Pouvez-vous nous donner un exemple concret d'une de vos découvertes ?
Oui, par exemple il n'est pas nécessaire d'avoir des œufs pour faire de la mousse au chocolat. Pour faire une émulsion, il suffit d'avoir de l'eau, de l'air et du gras. Ainsi, il suffit de faire fondre du chocolat avec de l'eau dans une casserole (comptez 220 g de chocolat pour 20 cl d'eau), puis de mettre cette casserole dans des glaçons et de fouetter. On obtient ce que j'ai appelé du "chocolat chantilly". Et on peut appliquer ce procédé à bien d'autres ingrédients.
Vous élaborez des recettes avec Pierre Gagnaire. Comment se passe votre collaboration ?
Pierre Gagnaire est un artiste culinaire et il y en a peu ! Mon travail avec Pierre… c'est un peu comme si Rembrandt utilisait mes pinceaux pour créer. Je lui fais part de nos dernières découvertes scientifiques, et cela lui donne des idées pour créer de nouvelles recettes. Par exemple, on a observé qu'avec un blanc d'œuf on pouvait obtenir un mètre cube de blancs en neige. Celui-ci est très délicat. En y ajoutant du sucre et en le faisant cuire 40 minutes à 120°C, puis 2 heures à 100°C, on obtient une sorte de meringue que j'ai appelé "cristaux de vent". A partir de là, Pierre a imaginé une recette avec des spaghettis grillés et des olives qu'il a appelé "Vent de sable aux olives de Lucques". en mettant gratuitement en ligne les résultats de mes recherches et les recettes de Pierre, nous voulons faire connaître la gastronomie moléculaire au grand public.

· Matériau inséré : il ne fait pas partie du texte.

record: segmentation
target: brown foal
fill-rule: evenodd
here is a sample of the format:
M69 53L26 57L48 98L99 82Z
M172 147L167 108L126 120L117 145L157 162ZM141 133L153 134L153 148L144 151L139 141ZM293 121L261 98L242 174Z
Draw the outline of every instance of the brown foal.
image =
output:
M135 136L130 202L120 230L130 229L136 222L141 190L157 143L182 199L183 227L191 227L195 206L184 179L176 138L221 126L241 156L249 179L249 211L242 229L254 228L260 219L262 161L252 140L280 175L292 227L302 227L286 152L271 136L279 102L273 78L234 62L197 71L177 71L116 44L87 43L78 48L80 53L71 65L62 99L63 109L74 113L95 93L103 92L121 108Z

Tous ces travaux nous permettront de mieux manger demain ?
« Mieux » : de quoi s’agit-il ? Santé ? Plaisir sensoriel ? Plaisir social ? Il ne faut pas demander à la science des applications mais des connaissances, et celles-ci ne sont pas des fioritures, puisqu’elles nous distinguent des animaux ! La connaissance, c’est la liberté, la possibilité de choisir, contrairement à la tradition, qui est une sorte de joug. Faut-il des connaissances nouvelles ? Je crois surtout que l’être humain est « codé » pour les chercher. En revanche, je milite pour une belle coopération entre la science et la technologie, l’industrie : je propose que chacun fasse son métier, mais que les deux champs se parlent. Des connaissances produites qu’on laisserait dans un tiroir sont inutiles : il faut les diffuser (enseignement !) et les utiliser (industrie).